Monday, 23 December 2019

Lost princes

In September 1228 Llywelyn the Great seized Gruffydd, his son by his first wife, and imprisoned at Degannwy castle. This apparently occured just prior to Henry III’s Ceri campaign in that year; since Ceri was an area that had been under Gruffydd’s control it may be that the king was acting on behalf of his vassal, just as he would later claim to do in 1241.


Over the past twenty years, Llywelyn’s attitude towards his eldest son had swung from one extreme to the other. In 1211 he handed over Gruffydd as a hostage to King John, only to receive him back again in 1215. This was probably because Gruffydd became less valuable to the king after the birth of his brother, Dafydd, in 1212. Via the terms of the original treaty, Llywelyn had surrendered Gruffudd permanently to the king, implying he wanted to get rid of him.


Everything changed in 1226, when Llywelyn granted Gruffydd a large share of Powys.
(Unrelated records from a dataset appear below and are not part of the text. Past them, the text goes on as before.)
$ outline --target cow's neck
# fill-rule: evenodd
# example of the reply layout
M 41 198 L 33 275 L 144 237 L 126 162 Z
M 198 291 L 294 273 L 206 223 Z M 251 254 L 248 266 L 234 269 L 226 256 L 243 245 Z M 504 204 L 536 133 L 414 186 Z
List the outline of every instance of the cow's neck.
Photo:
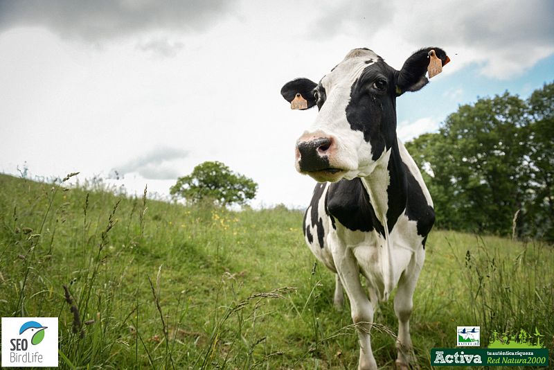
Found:
M 406 177 L 397 141 L 384 152 L 370 175 L 362 177 L 375 215 L 388 236 L 406 208 Z
M 381 157 L 377 166 L 361 182 L 369 195 L 379 221 L 383 225 L 384 243 L 379 247 L 381 274 L 384 288 L 383 299 L 388 299 L 395 280 L 393 261 L 393 243 L 389 233 L 406 207 L 406 179 L 398 150 L 397 141 Z

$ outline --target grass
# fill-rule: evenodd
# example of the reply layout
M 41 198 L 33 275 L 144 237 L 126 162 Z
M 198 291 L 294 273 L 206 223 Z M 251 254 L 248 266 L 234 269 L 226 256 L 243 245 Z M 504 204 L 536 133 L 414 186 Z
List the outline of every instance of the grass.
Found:
M 353 369 L 348 306 L 302 237 L 302 213 L 233 212 L 0 175 L 0 314 L 58 317 L 62 369 Z M 117 193 L 117 191 L 115 191 Z M 435 231 L 414 297 L 420 366 L 456 326 L 543 335 L 554 351 L 554 252 Z M 346 303 L 348 305 L 348 303 Z M 372 331 L 393 367 L 392 305 Z M 551 362 L 552 363 L 552 362 Z

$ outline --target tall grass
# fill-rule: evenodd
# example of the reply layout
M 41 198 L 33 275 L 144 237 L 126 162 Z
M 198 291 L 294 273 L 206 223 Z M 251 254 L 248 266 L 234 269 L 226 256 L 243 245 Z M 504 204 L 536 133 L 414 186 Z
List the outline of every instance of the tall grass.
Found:
M 0 175 L 0 314 L 60 318 L 62 369 L 352 369 L 348 301 L 314 264 L 302 214 L 131 197 Z M 434 231 L 414 297 L 415 354 L 455 345 L 457 325 L 544 335 L 554 349 L 552 247 Z M 372 329 L 392 367 L 392 300 Z M 551 359 L 551 361 L 553 360 Z

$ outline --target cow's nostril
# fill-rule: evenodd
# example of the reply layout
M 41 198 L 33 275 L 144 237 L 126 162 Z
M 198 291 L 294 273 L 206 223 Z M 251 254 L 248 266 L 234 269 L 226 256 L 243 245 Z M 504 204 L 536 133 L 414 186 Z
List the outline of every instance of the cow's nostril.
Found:
M 319 148 L 318 148 L 318 150 L 320 152 L 326 152 L 328 150 L 328 149 L 329 149 L 329 148 L 330 146 L 331 146 L 331 143 L 329 143 L 321 146 Z
M 318 143 L 319 144 L 319 146 L 317 148 L 317 150 L 319 152 L 324 153 L 327 152 L 331 147 L 331 145 L 332 144 L 332 141 L 329 138 L 324 137 L 321 138 L 320 139 L 319 143 Z

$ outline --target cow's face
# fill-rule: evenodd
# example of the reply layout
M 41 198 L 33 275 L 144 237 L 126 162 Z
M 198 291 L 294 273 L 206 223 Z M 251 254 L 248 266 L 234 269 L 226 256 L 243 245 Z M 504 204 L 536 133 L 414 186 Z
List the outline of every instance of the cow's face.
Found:
M 396 97 L 427 83 L 429 51 L 443 64 L 448 57 L 426 48 L 409 58 L 400 71 L 368 49 L 354 49 L 316 84 L 306 78 L 287 83 L 281 94 L 297 94 L 319 113 L 296 142 L 296 166 L 319 182 L 367 176 L 388 158 L 396 143 Z

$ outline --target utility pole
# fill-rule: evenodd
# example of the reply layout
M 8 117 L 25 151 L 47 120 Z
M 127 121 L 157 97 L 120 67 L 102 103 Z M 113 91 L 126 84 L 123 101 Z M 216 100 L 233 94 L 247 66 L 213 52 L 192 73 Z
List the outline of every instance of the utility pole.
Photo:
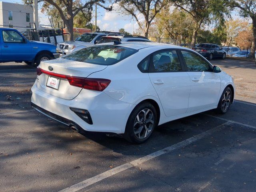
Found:
M 38 8 L 37 5 L 37 0 L 34 0 L 33 2 L 34 21 L 34 23 L 35 23 L 36 29 L 38 29 Z
M 97 4 L 95 4 L 95 32 L 97 31 Z
M 132 19 L 132 20 L 133 20 L 133 24 L 132 25 L 132 35 L 133 35 L 133 30 L 134 28 L 134 20 Z

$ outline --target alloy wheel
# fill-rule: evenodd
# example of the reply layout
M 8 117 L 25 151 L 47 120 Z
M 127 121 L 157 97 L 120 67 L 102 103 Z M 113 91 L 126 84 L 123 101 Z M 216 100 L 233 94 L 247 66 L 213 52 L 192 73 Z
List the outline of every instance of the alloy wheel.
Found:
M 134 120 L 133 130 L 139 139 L 143 139 L 150 133 L 154 125 L 154 118 L 152 111 L 149 109 L 140 111 Z
M 49 58 L 47 57 L 43 57 L 41 58 L 40 61 L 48 61 Z
M 228 107 L 230 104 L 231 97 L 231 94 L 229 90 L 226 91 L 223 95 L 221 103 L 221 109 L 223 112 L 226 112 L 228 109 Z

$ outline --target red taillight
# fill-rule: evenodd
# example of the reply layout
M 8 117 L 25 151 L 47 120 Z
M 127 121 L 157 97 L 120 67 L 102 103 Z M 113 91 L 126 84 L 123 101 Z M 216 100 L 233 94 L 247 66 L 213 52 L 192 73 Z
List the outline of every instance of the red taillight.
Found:
M 37 75 L 40 75 L 42 73 L 51 76 L 66 79 L 70 85 L 72 86 L 95 91 L 102 91 L 106 88 L 111 82 L 109 79 L 73 77 L 69 75 L 58 74 L 38 68 L 37 70 Z
M 108 86 L 111 81 L 109 79 L 96 78 L 82 78 L 77 77 L 67 78 L 70 85 L 84 89 L 102 91 Z

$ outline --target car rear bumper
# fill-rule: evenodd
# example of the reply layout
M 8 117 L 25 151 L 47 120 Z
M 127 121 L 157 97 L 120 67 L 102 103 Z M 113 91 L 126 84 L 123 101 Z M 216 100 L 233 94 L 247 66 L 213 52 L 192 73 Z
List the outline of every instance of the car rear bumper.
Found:
M 63 56 L 64 55 L 69 54 L 72 52 L 73 50 L 68 50 L 67 49 L 61 49 L 59 48 L 56 48 L 57 52 L 60 54 L 60 56 Z
M 127 119 L 134 105 L 114 100 L 104 92 L 82 89 L 74 99 L 60 98 L 31 88 L 32 106 L 36 110 L 67 126 L 75 124 L 88 131 L 124 133 Z M 87 110 L 93 124 L 87 123 L 70 108 Z

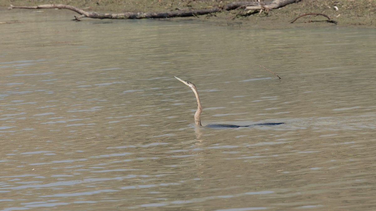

Since Gruffydd’s maternal great-grandfather had been Madog ap Maredudd, the last king of a united Powys, Llywelyn may have hoped to substitute Gruffydd for the heirs of Gwenwynwyn as prince of Powys. For some reason the experiment failed and within two years Gruffydd was imprisoned. This was apparently so Llywelyn’s son by Joan Plantagenet, Prince Dafydd, could secure his grip on the inheritance.


As an aside, Llywelyn’s first wife - and Gruffydd’s mother - is said to have been Tangwystl Goch, daughter of King Reginald of Man. Reginald had no such daughter and there was no such person: the alleged daughter was invented in the 17th century to clean up the genealogy.

The real Tangwystyl Goch was in fact a man. In 1336, about 130 years after the period in question, the survey of Denbigh recorded that Llywelyn had at some unknown time mortgaged land worth £13 to ‘some friend of his named Tangwystl Goch’ - ‘Qui quidem Princeps dedit dictum pignus cuidam amice sue nomine Tanguestel Goch’.